THE ART OF COFFEE: BALZAC’S COFFEE ROASTERS
BY CHRIS TIESSEN
‘The story of my business is the story of coffee,’ notes Founder and President of Balzac’s Coffee Roasters, Diana Olsen. We are sitting at a two-seater inside her Guelph location. It’s a favourite destination of mine: located at the foot of downtown Guelph just across from the farmers’ market to the east and Guelph’s landmark basilica, the Church of Our Lady, to the north. In the middle of it all. ‘Of course,’ I respond, while wondering how I’m going to focus this story on coffee when I’ve already planned to write about something else.
I know the coffee is great. Amazing, really. But I want to write about the posters – those distinct pieces of artwork created for each Balzac’s coffee shop, posters that help establish unique ‘identities’ for every location while allowing the company’s overall aesthetic brand to remain consistent. And identifiable. Invoking the coffeehouses of nineteenth-century Paris.
‘We’ll talk coffee, of course,’ I offer. ‘But first – tell me about the posters.’ I’m looking across the beautifully-appointed space with its massive wood counters, exquisitely-detailed floor, central harvest table, to the poster artwork created for this Guelph location. It’s been executed from the perspective of a Balzac’s customer (tourist? Guelph resident? university student?) writing a postcard to someone special. The cursive script on the poster reads: ‘With love, for coffee, from the Royal City.’ The poster features local landmarks. ‘I chose to include the Gryphon [a landmark sculpture located on the edge of campus at Gordon and Stone] because I absolutely adore it,’ Diana says. ‘And the beautiful church because it screams Guelph – and you can see it from this location.’

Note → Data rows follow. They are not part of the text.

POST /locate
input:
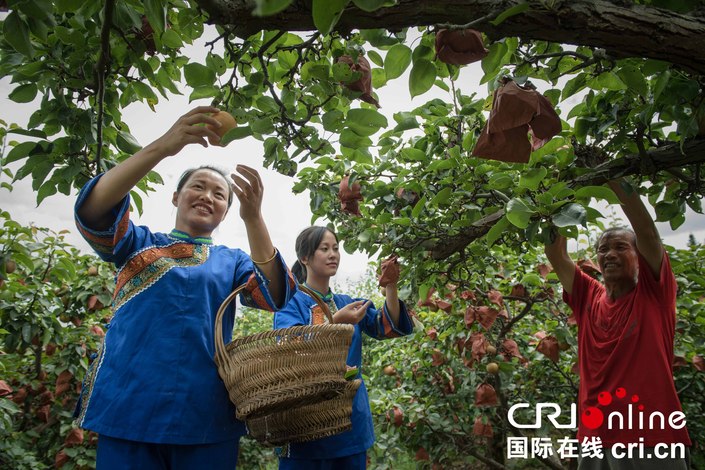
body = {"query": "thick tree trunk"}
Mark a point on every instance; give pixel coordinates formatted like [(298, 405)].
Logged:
[(621, 28), (666, 158)]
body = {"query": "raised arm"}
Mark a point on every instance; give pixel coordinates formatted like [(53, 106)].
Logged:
[(249, 190), (648, 241), (119, 180), (557, 253)]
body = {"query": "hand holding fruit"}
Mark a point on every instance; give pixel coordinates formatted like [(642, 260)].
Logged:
[(189, 129), (390, 271), (227, 123), (352, 313)]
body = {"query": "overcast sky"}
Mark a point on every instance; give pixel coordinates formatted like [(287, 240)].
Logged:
[(286, 214)]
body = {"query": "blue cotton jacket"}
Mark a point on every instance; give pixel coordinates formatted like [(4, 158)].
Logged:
[(154, 378), (303, 310)]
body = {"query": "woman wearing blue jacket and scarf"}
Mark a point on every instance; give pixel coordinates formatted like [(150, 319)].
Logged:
[(153, 393), (318, 260)]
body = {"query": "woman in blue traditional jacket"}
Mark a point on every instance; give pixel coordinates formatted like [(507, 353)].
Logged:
[(318, 260), (153, 393)]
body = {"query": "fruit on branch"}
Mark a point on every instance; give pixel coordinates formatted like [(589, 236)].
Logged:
[(364, 83), (349, 196), (227, 123), (459, 47), (516, 111)]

‘After completing the poster, we actually tried to figure out how to perfect a latte art icon for the Guelph location – as a sort of signature,’ Diana says. Before me, on the table, waiting to be enjoyed, is my freshly-brewed latte, inscribed in latte art with a crown representing Guelph – the Royal City.
Diana’s sense of history and place, along with her intricate attention to detail, runs through the Balzac’s business model. ‘I’ve always collected vintage coffee ephemera – tins, advertisements, old coffee posters,’ she says. (Indeed, all Balzac’s locations feature original vintage coffee collectibles.)
I turn our attention to the poster at Kitchener’s Tannery District location. It features a cow (ostensibly) sitting outside The Tannery, drinking a steaming coffee, reading the newspaper. And sporting a scarf, beret and shades. I see the connection between cow and tannery easily enough. ‘But what’s up with his get-up?’ I ask. Without skipping a beat, Diana replies: ‘It’s John Mookovich.’ Then she explains: ‘A number of years ago, actor John Malkovich was filming in Toronto. Each day he’d visit our Distillery location dressed in a scarf, beret and shades. And he’d sit outside, read the paper and enjoy a Balzac’s coffee. When we were opening in The Tannery,’ she adds, ‘this image of John kept coming back to me. After all, The Tannery is in a sense Kitchener’s version of Toronto’s Distillery District. And so we had to put John Malkovich – as Mookovich – on the poster.’
Local. Specific. Playful. Yorick’s skull, held by Shakespeare’s Hamlet, dominates the Stratford poster, for example. And Waterloo. Well, this one, at time of publication, has yet to be finished. ‘I’ve brought a preliminary sketch with me, though,’ Diana notes. A sketch by her. Then a draft of the poster for her new Balzac’s Kingston location by Alayna Paquette – the artist who has transformed all of Diana’s poster ideas, sketches, into final artwork.
I imagine gathering up these sketches to begin my own collection of coffee ephemera. But Diana changes the subject: ‘So let’s talk coffee.’
Talk turns to single origin beans as Balzac’s Director of Coffee, Will Thorburn, joins us. And blends. And experimenting with small quantities of fresh beans seasonally-sourced, from across the globe. And the business’s trademarked marble blend roasts, in which three different beans are roasted to three different darknesses and then blended together. Coffee and coffee lore. The fact that Balzac’s Blend was concocted based on the writings of Honore de Balzac, for example, who wrote down recipes reflecting his favourite – homemade – blends.
It’s fascinating stuff. A peek into another small universe. What Diana and Will accomplish with Balzac’s coffee is luscious and artful. Still my mind lingers on poster designs. And coffee ephemera. And other categories that lend a whole new meaning to ‘the art of coffee.’